According to lawyers Brodsky and Weitzman, he has developed a respiratory ailment, suffered an infected and swollen eye, lost 20 pounds and “lives in a constant state of fear.” Details of a prison incident cited in their legal brief are blacked out from the public version to protect Isaza Tuzman’s privacy.

Prosecutors say the descriptions of his condition are “uncorroborated.”


Luxury Wing


La Picota prison has been hit by repeated scandals in recent years. While some accounts describe grim, overcrowded conditions, Colombian media reports also portray wealthy inmates organizing barbecues, drinking Scotch and receiving visits from prostitutes in what they dubbed the “luxury” wing of the prison.

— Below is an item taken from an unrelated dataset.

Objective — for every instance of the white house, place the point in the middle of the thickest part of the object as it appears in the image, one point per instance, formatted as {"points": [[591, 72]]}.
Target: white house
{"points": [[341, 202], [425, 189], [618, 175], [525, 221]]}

That appears to be the wing that Isaza Tuzman wants to get moved to. He has enlisted the support of U.S. officials in Colombia to relocate to the “R-Sur” section, according to his lawyers and prosecutors. That unit, reserved mostly for Colombian officials charged with public corruption, boasts home decoration, down comforters, flat-screen televisions, as well as pool tables and a full gym, according to prosecutors.

Colombian prison officials rejected the move because Isaza Tuzman didn’t qualify, prosecutors said. Instead, they offered a transfer to what his lawyers said was a “snitch cell” -- an area for inmates cooperating with authorities that they said would make him vulnerable to harm. He was also offered relocation to Combita, another prison that defense lawyers say is more dangerous and not as accessible to his Bogota counsel. The lawyers said they declined both offers.

Looking haggard and wearing a brown tweed suit and speaking in Spanish, Isaza Tuzman appeared in a courtyard of La Picota in a recent interview with “Los Informantes,” a weekly Colombian television news program.

“Why would a U.S. federal prosecutor arrest me in Colombia when he could have knocked on my door in New York?” Isaza Tuzman said. “I was not hiding in Colombia.”